Calcul de l’indemnité de sujétion

Indemnité de sujétion = 1,5 x valeur du point conventionnel (4,355 € à ce jour) x nombre d’heures de présence pendant le service de garde ou d’urgence.

Volets ouver ts ou fermés ?

De garde ou d’urgence, la pharmacie peut fonctionner à volets ouverts ou fermés. Focus sur cette distinction.

→ À volets ouverts, l’officine est ouver te au public et fonctionne comme un jour ouvrable habituel.

→ À volets fermés, la pharmacie est fermée au public mais répond à chaque demande. Pour cela, elle doit pouvoir être alertée par une sonnette sur la porte extérieure ou être jointe par téléphone. Dans certains secteurs, l’ouverture est obtenue après un appel préalable au commissariat de police ou à la gendarmerie.

Temps d’intervention

Il commence dès que le téléphone sonne et que vous êtes sollicité pour venir à la pharmacie, puis il s’achève lorsque vous avez fini votre intervention à l’officine. Ce temps de travail effectif est retranché du temps d’astreinte.

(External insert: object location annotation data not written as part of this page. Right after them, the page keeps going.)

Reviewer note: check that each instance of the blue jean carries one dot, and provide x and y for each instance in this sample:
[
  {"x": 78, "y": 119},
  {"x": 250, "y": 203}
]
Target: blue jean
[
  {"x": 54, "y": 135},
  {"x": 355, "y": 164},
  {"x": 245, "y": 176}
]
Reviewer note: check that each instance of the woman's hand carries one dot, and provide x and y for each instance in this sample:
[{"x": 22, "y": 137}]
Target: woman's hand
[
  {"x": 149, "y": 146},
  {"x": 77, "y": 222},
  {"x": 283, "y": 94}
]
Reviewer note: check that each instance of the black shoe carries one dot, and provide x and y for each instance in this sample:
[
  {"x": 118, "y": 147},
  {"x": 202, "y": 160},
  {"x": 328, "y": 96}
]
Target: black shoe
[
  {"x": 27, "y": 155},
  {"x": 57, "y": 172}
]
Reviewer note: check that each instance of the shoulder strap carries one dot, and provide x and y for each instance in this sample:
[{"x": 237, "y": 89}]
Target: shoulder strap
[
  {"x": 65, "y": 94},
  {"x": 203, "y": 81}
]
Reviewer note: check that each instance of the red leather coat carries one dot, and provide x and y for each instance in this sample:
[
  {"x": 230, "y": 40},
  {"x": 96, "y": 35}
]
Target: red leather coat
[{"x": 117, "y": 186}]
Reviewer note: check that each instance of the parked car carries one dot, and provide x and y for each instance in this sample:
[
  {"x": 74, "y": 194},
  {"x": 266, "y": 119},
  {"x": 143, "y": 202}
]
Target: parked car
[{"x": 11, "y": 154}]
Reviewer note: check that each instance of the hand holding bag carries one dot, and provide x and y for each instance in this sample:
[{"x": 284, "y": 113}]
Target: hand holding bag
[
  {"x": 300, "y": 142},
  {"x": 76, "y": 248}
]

Indemnité spéciale pour dérangement

À volets fermés, les gardes et les urgences ouvrent droit à une indemnité spéciale pour dérangement. Il s’agit de l’indemnité TPN (tarif pharmaceutique national) facturée au patient pour chaque ordonnance :

→ 2 euros par ordonnance délivrée le jour, de 8 heures à 20 heures ;

→ 8 euros par ordonnance délivrée la nuit, de 20 heures à 8 heures ;

→ 5 euros par ordonnance délivrée les dimanches et jours fériés, de 8 heures à 20 heures.

Cette indemnité constitue un bonus pour le salarié qui a assuré la dispensation. Elle doit donc apparaître sur sa fiche de paie et est soumise aux charges sociales.